Acordo estratégico com impacto econômico imediato

Em reunião oficial realizada em Londres na última quarta-feira (11/06), o primeiro-ministro britânico e a ministra japonesa de Economia, Sanae Takaichi, formalizaram um acordo de investimentos bilionário no valor de £18 bilhões. O anúncio, feito pela Downing Street, detalha que £9 bilhões serão direcionados para projetos de infraestrutura e expansão do setor de serviços financeiros no Reino Unido, enquanto outros £9 bilhões serão alocados especificamente para o desenvolvimento de parques eólicos offshore ao longo da costa britânica.

Impacto no mercado de trabalho e transição energética

Segundo comunicado oficial, a iniciativa tem potencial para criar “dezenas de milhares de empregos” tanto no setor de construção civil quanto em cadeias produtivas especializadas. Especialistas ouvidos pela ClickNews destacam que os investimentos em energia renovável representam um passo concreto rumo às metas britânicas de neutralidade carbônica até 2050, enquanto os aportes em infraestrutura e serviços financeiros reforçam a posição de Londres como hub global pós-Brexit. A parceria também inclui cláusulas de transferência tecnológica e colaboração em pesquisa e desenvolvimento.
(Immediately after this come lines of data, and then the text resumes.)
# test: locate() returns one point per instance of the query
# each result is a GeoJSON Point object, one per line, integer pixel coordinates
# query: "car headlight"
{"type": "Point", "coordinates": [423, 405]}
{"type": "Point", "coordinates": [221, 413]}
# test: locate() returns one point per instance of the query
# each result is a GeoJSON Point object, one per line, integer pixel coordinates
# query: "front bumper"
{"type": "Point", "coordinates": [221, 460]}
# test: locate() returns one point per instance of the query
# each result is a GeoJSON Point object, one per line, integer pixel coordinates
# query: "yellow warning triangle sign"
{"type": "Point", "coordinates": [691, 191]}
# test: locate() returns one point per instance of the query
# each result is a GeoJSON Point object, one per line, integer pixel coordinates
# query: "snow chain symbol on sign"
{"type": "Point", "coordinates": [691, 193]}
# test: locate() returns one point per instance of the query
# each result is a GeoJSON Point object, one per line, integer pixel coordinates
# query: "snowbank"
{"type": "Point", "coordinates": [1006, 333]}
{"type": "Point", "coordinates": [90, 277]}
Reações do mercado e cenário geopolítico

O acordo surge em um momento de crescente competição entre potências ocidentais e asiáticas por influência econômica na Europa pós-Brexit. Analistas do setor salientam que o aporte japonês em energia limpa pode acelerar a descarbonização da matriz energética britânica, enquanto os investimentos em serviços financeiros sinalizam confiança renovada no “Big Bang 2.0” — iniciativa do governo britânico para atrair capital internacional para a City de Londres. A formalização do pacto ocorre ainda sob a sombra das tensões comerciais entre Reino Unido e União Europeia, que seguem impactando fluxos de investimento direto estrangeiro.